La sportule d’abord ; puis le docte Apollon,
Instruit par nos plaideurs dans l’art de Cicéron ;
Puis les marbres des rois et de consuls de Rome,
Et ce juif auprès d’eux placé comme un grand homme,
Mais de qui, sans respect pour son air triomphal,

Chacun peut en passant salir le piédestal.
On rentre, et, maudissant un espoir trop crédule,
Les plus anciens clients quittent le vestibule.
Ils pensaient du patron partager le soupé ;
Hélas ! en ses calculs comme l’homme est trompé !
Ils courent, indignés de se voir éconduire,
Acheter quelques choux et du bois pour les cuire.
Cependant, au milieu de tous ses lits déserts,
Rassemblant les tributs des forêts et des mers,
Le monarque, éloigné d’une foule importune,
Comme un gouffre sans fond, engloutit sa fortune.
Car des tables de cèdre, au contour spacieux,
Que l’artiste enrichit d’un travail précieux,
Une seule, aux gourmands de sa vorace engeance,
Suffit pour dévorer un patrimoine immense.
— Tant mieux. Si tous les grands en usaient comme lui,
Moins de gens compteraient sur la table d’autrui.
— Sans doute ; mais comment souffrir qu’un homme avide,
Se fasse pour lui seul, dans son luxe sordide,
Servir un sanglier, animal monstrueux,
Né pour rassasier des convives nombreux ?

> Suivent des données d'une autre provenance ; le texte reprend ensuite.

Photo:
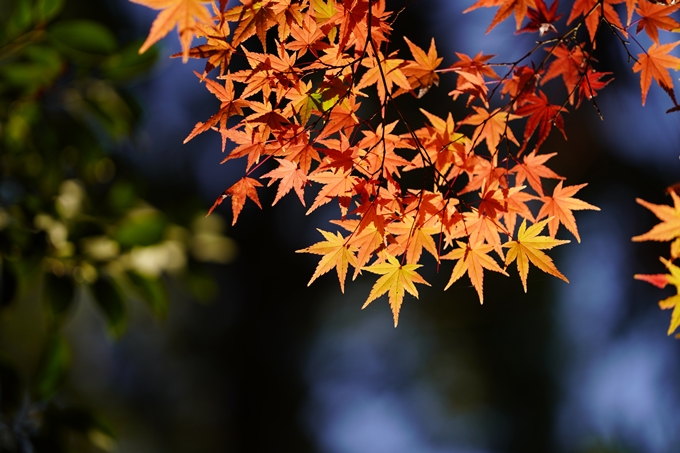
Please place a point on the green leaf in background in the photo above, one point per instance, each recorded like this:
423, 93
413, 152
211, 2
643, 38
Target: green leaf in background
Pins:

Qu’il tremble toutefois : la nature inflexible
Garde à sa gourmandise un châtiment terrible
Et de cruels tourments l’attendent dans le bain,
Au moment où gonflé d’aliments et de vin,
Il y viendra porter, au sortir de la table,
D’un paon mal digéré le poids insupportable.
De là tant de vieillards, avant leur testament,
D’un trépas imprévu frappés subitement.
Du mort peu regretté la fin inattendue
De souper en souper est bientôt répandue,
Et ses amis frustrés, affectant un vain deuil,
Au bûcher en riant escortent son cercueil.
C’en est fait : le désordre a passé la mesure :
Nos crimes sont au comble : et la race future,

Pour renchérir sur nous, fera de vains efforts.
A la rame, et mettons toutes voiles dehors.
— Bravo ; mais, pour fournir une telle carrière,
Où trouver un génie égal à la matière ?
Où trouver cette ardeur, cette intrépidité
Qui, même sous le fer, dirait la vérité ?
As-tu de nos aïeux la noble indépendance ?
— Qui donc m’imposerait une lâche prudence ?
Craindrais-je de nommer, d’offenser Lævinus ?
— Non ; mais à demi-mot nomme Tigellinus ;
Nomme-le, si tu veux qu’assouvissant sa haine,
Tandis que sur son char il parcourra l’arène,
Ton cadavre empalé lui serve de fanal.
— Quoi ! celui qui, mêlant un breuvage fatal,
De trois oncles d’un coup hâta l’heure dernière,
Sur un moelleux duvet assis dans sa litière,
A peine laissera, d’un air de protecteur,
Tomber sur l’honnête homme un regard contempteur !
Et mon vers... — Imprudent, s’il venait à paraître  !
Ne dis pas seulement le voici  ! car un traître
Est là, comme aux aguets, prêt à te dénoncer.
Sans crainte en l’art des vers prétends-tu t’exercer ?
Chante Achille, Turnus et le père d’Iule,
Et le ruisseau funeste au jeune ami d’Hercule.
De pareils lieux communs n’ont rien que d’innocent.
Mais que d’un saint dépit Lucile frémissant,
Comme d’un glaive armé, tonne contre le crime ;
Aux accents redoutés du poète sublime,
Le coupable rougit ; et, glacé de terreur,
La sueur du remords dégoutte de son cœur.
De là les cris de haine, et la rage, et les larmes.
Réfléchis donc avant de revêtir tes armes.
Quand l’airain une fois a sonné les combats,
Trop tard, le casque en tête, on revient sur ses pas.
— Eh bien ! si les vivants craignent tant la satire,
Voyons contre les morts ce qu’on permet d’écrire.